I was, however, dismayed to see that one credit kept in the law was the research tax credit. In my years working with this credit at the IRS as one of the National Coordinator’s for the research credit issue for the Appeal’s Division I can tell you that this is one credit that needs to be eliminated.
First, the law is very poorly written with what qualifies for the credit so ambiguous that no one, even the tax professionals, can tell just what qualifies. This has led some unscrupulous practitioner firms to attempt to qualify all manner of research that almost certainly was not intended to qualify by Congress. Activities that I saw attempted to be qualified during my time at the IRS included time spent deciding the most optimal size of armholes for sleeveless dresses, determining the proper depth to dig sewer or cable lines and time spent determining the proper number of lanes for routine road construction. None of these activities should be incentivize through a research tax credit as they were routine activities that produced no material innovation.
The current research tax credit statute defines qualified research as an activity related to discovering information through a systematic experimentation process to overcome a technical uncertainty that has a goal of producing a functional improvement in a business component. It is the relatively low standard of “overcoming an uncertainty” that tempts taxpayers/practitioners to attempt to qualify questionable activities.

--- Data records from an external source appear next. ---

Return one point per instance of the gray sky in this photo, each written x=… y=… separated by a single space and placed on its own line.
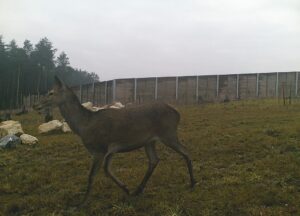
x=139 y=38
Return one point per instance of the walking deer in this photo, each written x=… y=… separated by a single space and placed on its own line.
x=111 y=131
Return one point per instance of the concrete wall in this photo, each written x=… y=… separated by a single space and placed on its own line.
x=191 y=89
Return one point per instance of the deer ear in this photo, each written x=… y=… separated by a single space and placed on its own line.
x=58 y=83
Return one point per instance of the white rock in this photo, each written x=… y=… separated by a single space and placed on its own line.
x=88 y=105
x=12 y=127
x=117 y=105
x=65 y=128
x=3 y=133
x=28 y=139
x=50 y=127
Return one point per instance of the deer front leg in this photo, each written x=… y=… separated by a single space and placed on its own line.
x=153 y=161
x=107 y=160
x=94 y=169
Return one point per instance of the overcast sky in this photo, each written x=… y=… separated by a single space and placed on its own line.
x=139 y=38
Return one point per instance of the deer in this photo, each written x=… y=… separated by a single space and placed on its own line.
x=110 y=131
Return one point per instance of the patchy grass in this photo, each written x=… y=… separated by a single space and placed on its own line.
x=246 y=158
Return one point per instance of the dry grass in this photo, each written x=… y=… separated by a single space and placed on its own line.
x=246 y=158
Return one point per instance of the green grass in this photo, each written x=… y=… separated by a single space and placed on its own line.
x=246 y=158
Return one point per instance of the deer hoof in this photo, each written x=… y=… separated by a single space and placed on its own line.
x=193 y=184
x=137 y=192
x=125 y=189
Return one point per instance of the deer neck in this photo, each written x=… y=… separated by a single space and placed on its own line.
x=75 y=115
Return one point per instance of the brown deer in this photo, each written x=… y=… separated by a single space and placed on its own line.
x=111 y=131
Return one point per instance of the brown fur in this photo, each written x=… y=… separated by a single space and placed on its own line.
x=111 y=131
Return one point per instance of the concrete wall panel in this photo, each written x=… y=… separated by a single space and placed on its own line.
x=187 y=90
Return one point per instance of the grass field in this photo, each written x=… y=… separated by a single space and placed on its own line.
x=246 y=158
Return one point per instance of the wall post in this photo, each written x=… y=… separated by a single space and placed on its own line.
x=296 y=84
x=197 y=89
x=257 y=84
x=277 y=80
x=93 y=92
x=217 y=87
x=237 y=86
x=114 y=90
x=176 y=89
x=105 y=92
x=156 y=86
x=135 y=89
x=80 y=93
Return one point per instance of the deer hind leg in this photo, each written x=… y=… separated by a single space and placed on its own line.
x=107 y=160
x=153 y=161
x=94 y=169
x=173 y=142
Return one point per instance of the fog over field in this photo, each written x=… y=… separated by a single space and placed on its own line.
x=162 y=38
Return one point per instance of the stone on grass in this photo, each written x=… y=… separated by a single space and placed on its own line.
x=9 y=141
x=50 y=127
x=88 y=105
x=117 y=105
x=3 y=132
x=12 y=127
x=28 y=139
x=65 y=128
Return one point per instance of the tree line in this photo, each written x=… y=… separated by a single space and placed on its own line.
x=30 y=69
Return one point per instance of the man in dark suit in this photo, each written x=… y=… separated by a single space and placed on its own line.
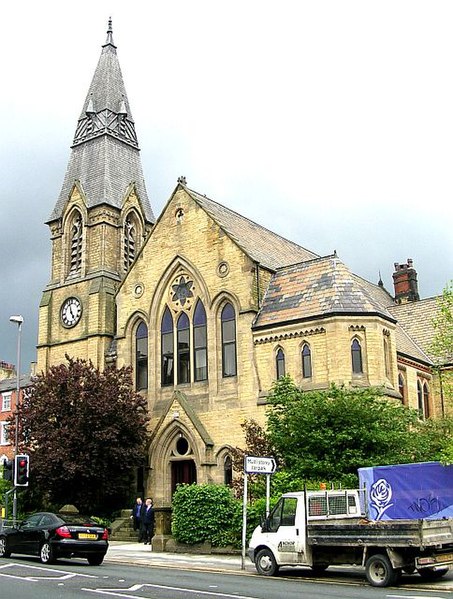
x=148 y=521
x=137 y=517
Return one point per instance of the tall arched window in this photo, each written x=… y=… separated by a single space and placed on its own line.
x=420 y=398
x=426 y=400
x=75 y=262
x=183 y=341
x=387 y=357
x=306 y=361
x=228 y=319
x=356 y=356
x=167 y=348
x=200 y=343
x=402 y=387
x=141 y=357
x=228 y=471
x=280 y=363
x=129 y=241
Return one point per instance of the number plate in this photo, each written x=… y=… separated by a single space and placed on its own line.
x=87 y=535
x=445 y=557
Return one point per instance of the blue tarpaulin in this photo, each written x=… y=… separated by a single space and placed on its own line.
x=401 y=491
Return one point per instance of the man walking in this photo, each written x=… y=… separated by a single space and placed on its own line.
x=148 y=521
x=137 y=517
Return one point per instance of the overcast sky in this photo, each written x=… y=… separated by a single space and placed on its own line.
x=329 y=122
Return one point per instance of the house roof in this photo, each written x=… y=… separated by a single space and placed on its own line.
x=263 y=246
x=320 y=287
x=417 y=320
x=10 y=384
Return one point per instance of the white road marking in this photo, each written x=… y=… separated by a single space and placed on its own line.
x=139 y=587
x=64 y=575
x=414 y=597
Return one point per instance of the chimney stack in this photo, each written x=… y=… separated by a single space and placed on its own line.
x=405 y=283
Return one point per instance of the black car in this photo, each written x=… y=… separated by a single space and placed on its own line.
x=51 y=536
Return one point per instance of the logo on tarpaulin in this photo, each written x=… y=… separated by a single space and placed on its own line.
x=381 y=496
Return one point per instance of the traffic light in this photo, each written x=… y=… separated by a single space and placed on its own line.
x=21 y=467
x=8 y=470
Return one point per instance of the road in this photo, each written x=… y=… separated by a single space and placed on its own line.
x=26 y=578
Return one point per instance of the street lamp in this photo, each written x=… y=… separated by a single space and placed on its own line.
x=18 y=320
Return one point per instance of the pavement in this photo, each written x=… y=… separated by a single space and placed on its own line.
x=139 y=554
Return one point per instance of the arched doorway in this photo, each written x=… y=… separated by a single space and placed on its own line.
x=182 y=472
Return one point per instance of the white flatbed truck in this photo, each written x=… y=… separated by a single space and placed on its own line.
x=318 y=529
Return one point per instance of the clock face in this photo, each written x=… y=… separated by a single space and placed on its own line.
x=71 y=311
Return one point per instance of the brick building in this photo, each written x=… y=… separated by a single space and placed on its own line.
x=207 y=306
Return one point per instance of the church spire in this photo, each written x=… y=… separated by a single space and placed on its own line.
x=105 y=156
x=109 y=40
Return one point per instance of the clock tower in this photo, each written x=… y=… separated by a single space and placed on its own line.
x=100 y=220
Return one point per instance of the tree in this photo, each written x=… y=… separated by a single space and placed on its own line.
x=85 y=431
x=327 y=435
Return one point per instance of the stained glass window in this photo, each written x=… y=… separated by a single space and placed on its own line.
x=200 y=342
x=183 y=328
x=167 y=348
x=228 y=319
x=306 y=361
x=141 y=357
x=356 y=355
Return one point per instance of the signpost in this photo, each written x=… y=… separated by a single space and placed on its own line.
x=255 y=465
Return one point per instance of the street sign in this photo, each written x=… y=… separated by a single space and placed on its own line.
x=255 y=465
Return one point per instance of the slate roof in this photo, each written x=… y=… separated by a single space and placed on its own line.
x=10 y=384
x=263 y=246
x=317 y=288
x=105 y=157
x=417 y=319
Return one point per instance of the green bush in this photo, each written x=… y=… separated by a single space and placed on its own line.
x=206 y=513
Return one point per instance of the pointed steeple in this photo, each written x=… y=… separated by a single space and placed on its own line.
x=105 y=157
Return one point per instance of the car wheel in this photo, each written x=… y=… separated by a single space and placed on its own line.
x=318 y=569
x=430 y=574
x=379 y=571
x=46 y=553
x=95 y=560
x=3 y=548
x=265 y=563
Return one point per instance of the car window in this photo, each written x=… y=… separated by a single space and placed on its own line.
x=47 y=520
x=32 y=521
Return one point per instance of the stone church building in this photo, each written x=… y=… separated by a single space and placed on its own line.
x=208 y=307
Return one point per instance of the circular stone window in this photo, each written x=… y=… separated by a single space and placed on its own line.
x=138 y=290
x=182 y=446
x=223 y=269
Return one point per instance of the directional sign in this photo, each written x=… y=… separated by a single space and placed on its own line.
x=254 y=465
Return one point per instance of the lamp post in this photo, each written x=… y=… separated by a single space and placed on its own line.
x=18 y=320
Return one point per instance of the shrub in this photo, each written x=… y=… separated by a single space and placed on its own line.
x=206 y=513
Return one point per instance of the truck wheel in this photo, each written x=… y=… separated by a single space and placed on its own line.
x=265 y=563
x=379 y=571
x=431 y=574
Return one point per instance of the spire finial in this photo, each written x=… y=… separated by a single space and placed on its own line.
x=109 y=41
x=380 y=282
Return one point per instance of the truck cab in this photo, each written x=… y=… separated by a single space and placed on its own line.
x=282 y=538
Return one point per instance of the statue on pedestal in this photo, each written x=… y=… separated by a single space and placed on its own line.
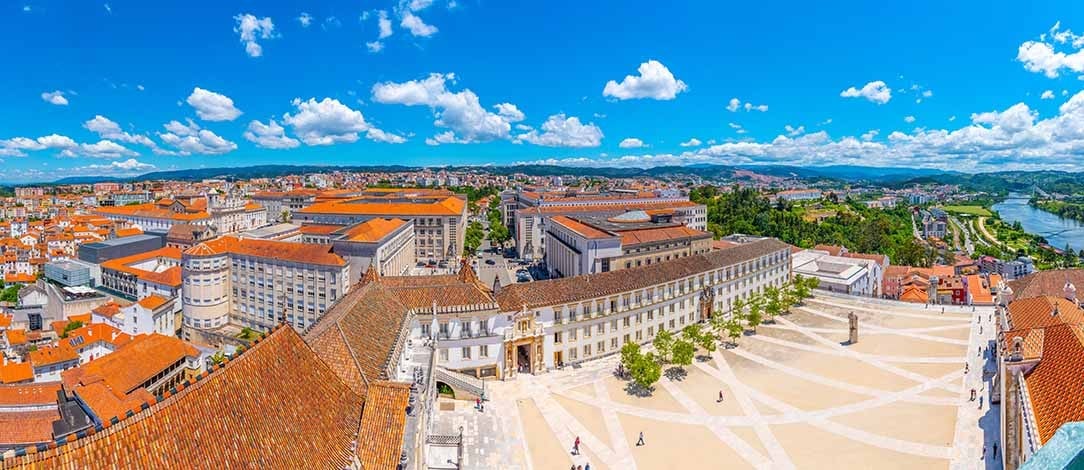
x=854 y=328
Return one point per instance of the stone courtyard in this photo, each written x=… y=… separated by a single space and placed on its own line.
x=795 y=395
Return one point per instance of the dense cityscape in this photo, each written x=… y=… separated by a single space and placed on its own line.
x=478 y=235
x=413 y=300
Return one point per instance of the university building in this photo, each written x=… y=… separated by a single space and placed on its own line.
x=588 y=245
x=533 y=327
x=528 y=213
x=258 y=284
x=439 y=217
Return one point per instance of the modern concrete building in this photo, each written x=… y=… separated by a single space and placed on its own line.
x=387 y=244
x=257 y=284
x=586 y=245
x=439 y=217
x=528 y=212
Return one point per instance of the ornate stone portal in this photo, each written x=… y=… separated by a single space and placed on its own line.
x=853 y=320
x=523 y=346
x=707 y=302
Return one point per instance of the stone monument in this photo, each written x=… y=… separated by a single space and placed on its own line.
x=854 y=328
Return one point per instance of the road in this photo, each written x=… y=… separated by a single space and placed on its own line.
x=488 y=272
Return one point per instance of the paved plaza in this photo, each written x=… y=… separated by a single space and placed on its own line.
x=795 y=395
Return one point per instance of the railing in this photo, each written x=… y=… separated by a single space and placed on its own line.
x=462 y=381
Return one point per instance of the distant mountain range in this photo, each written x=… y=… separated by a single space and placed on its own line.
x=707 y=171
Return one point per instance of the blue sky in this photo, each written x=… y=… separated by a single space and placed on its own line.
x=124 y=88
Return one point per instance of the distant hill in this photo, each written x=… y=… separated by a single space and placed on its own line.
x=704 y=170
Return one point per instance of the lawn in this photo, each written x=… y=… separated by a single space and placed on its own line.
x=970 y=210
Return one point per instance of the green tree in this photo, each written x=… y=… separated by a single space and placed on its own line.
x=773 y=302
x=663 y=346
x=734 y=329
x=756 y=314
x=69 y=327
x=10 y=294
x=646 y=370
x=683 y=352
x=630 y=353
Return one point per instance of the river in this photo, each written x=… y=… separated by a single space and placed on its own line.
x=1057 y=230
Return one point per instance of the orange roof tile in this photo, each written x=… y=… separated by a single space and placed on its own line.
x=16 y=336
x=660 y=234
x=28 y=394
x=125 y=369
x=254 y=413
x=383 y=425
x=153 y=301
x=27 y=428
x=580 y=227
x=312 y=253
x=373 y=230
x=448 y=206
x=14 y=373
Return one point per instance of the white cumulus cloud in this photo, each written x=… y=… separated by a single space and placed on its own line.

There is limited case law that sheds some light on what activities might qualify but the rulings have been somewhat inconsistent and have left the question of exactly what is qualified research very vague. In fact, the number of court cases to address qualified research have been relatively few as neither the Government or Taxpayers really want to litigate the question due to the uncertainties.
Second, it is questionable how much research the credit incentivizes. The law allows for claims to be filed for past years where the credit was overlooked. Therefore, a taxpayer can get the research credit though it was not aware of the credit at the time it conducted the research and therefore the credit provided no incentive for innovative research.
Thirdly, the amount of time spent by practitioners, taxpayers and the government to compute and audit the credit is very significant. Once the standard for qualified research was lowered in 2003 to the current standard many boutique firms were created or began specializing in mining new and expanded research credit claims for taxpayers. Correspondingly, the IRS has had to commit significant resources to this issue from its limited resources. The effect I noted while in Appeals were many questionably/sloppy studies from practitioners and many sloppy/incomplete audits from IRS Exam as it tried to cope with a multitude of questionable research credit claims for which it had limited staffing.
President Trump should be congratulated on attempting to limit corporate credits in favor of reduced marginal tax rates. However, he should include the research tax credit in his credit eliminations as the law is ambiguous, does not incentivize innovative research in many cases, and is costly to adjudicate.